«Meet the Street»: Gamification-Kampagne für Verkehrssicherheit

Wer zu Fuss unterwegs ist, hat keine schützende Karosserie um sich. Jeder vierte Verkehrstote ist heute ein Fussgänger. Um die Sicherheit auf der Strasse zu erhöhen, startet der Fachverband Fussverkehr Schweiz eine Kampagne, die erstmals mit «Meet the Street» voll auf Gamification setzt und sich gezielt an Jugendliche richtet.

Das kostenlose Spiel «Meet the Street» für iPhone und iPad vermittelt auf spielerische Art die wichtigsten Verkehrsregeln. Mit der simultanen Kontrolle von rasenden Polizeiautos und schlurfenden Teenies mit Kopfhörer verbindet das Spiel auf realistische Weise die Perspektive von Fussgängern und Fahrzeuglenkern.

Während die Zahl der schweren Strassenverkehrsunfälle in den letzten zehn Jahren gesunken ist, verunfallen in der Schweiz weiterhin durchschnittlich 2‘500 Fussgänger pro Jahr. Jeder vierte Verkehrstote ist heute ein Fussgänger. Gefährliche Orte sind nicht nur Fussgängerstreifen, sondern zunehmend Strassenquerungen abseits von markierten Übergängen. Hier ereignen sich über 60 Prozent der Unfälle mit Passanten.

Fussverkehr Schweiz ist überzeugt, dass sich viele dieser Unfälle vermeiden lassen. Der Fachverband, der sich seit über 30 Jahren für die Verkehrssicherheit auf der Strasse einsetzt, startet eine Handy-Kampagne, die vom Fonds für Verkehrssicherheit unterstützt wird und sich insbesondere an Jugendliche und junge Erwachsene richtet. Als Risikogruppe sind sie überdurchschnittlich oft in Unfälle verwickelt und mit konventionellen Verkehrssicherheits-Kampagnen schwer zu erreichen.

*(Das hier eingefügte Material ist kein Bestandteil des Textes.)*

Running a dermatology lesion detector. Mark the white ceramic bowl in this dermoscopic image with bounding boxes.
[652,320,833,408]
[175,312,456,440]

Das umfangreiche Mobile-Game «Meet the Street» erlaubt einen spielerischen Zugang, um praxisnahes Wissen über Verkehrssituationen zu vermitteln und angemessenes Verhalten zu fördern. Mit «Meet the Street» setzt Fussverkehr Schweiz als eines der ersten NGO in der Schweiz voll auf «Gamification». Dahinter steckt die Idee, die Mechanik von Spielen gezielt für Sensibilisierungskampagnen zu nutzen. Der Spass-Faktor schafft die nötige Aufmerksamkeit, um gezielt Inhalte zu verbreiten. Games sorgen gleichzeitig für eine hohe und andauernde Interaktion, was die Wirksamkeit einer Kampagne erhöht.

Im Gegensatz zum beliebten Computerspiel «Grand Theft Auto», gibt es bei «Meet the Street» keine Punkte, wenn Fussgänger rücksichtslos überfahren werden. Das Game der Zürcher Kreativagentur Feinheit für iPhone und iPad belohnt, wenn Zusammenstösse vermieden und Fussgänger sicher ans Ziel gelangen. Aus der Vogelperspektive schlüpft der Spieler gleichzeitig in die Rolle von Passanten und Fahrzeuglenkern. In Echtzeit muss entschieden werden, wer im Verkehrsgetümmel Vortritt hat. Die Reise führt von ruhigen Landstrassen in Kleinstädte und endet im Chaos der Metropole.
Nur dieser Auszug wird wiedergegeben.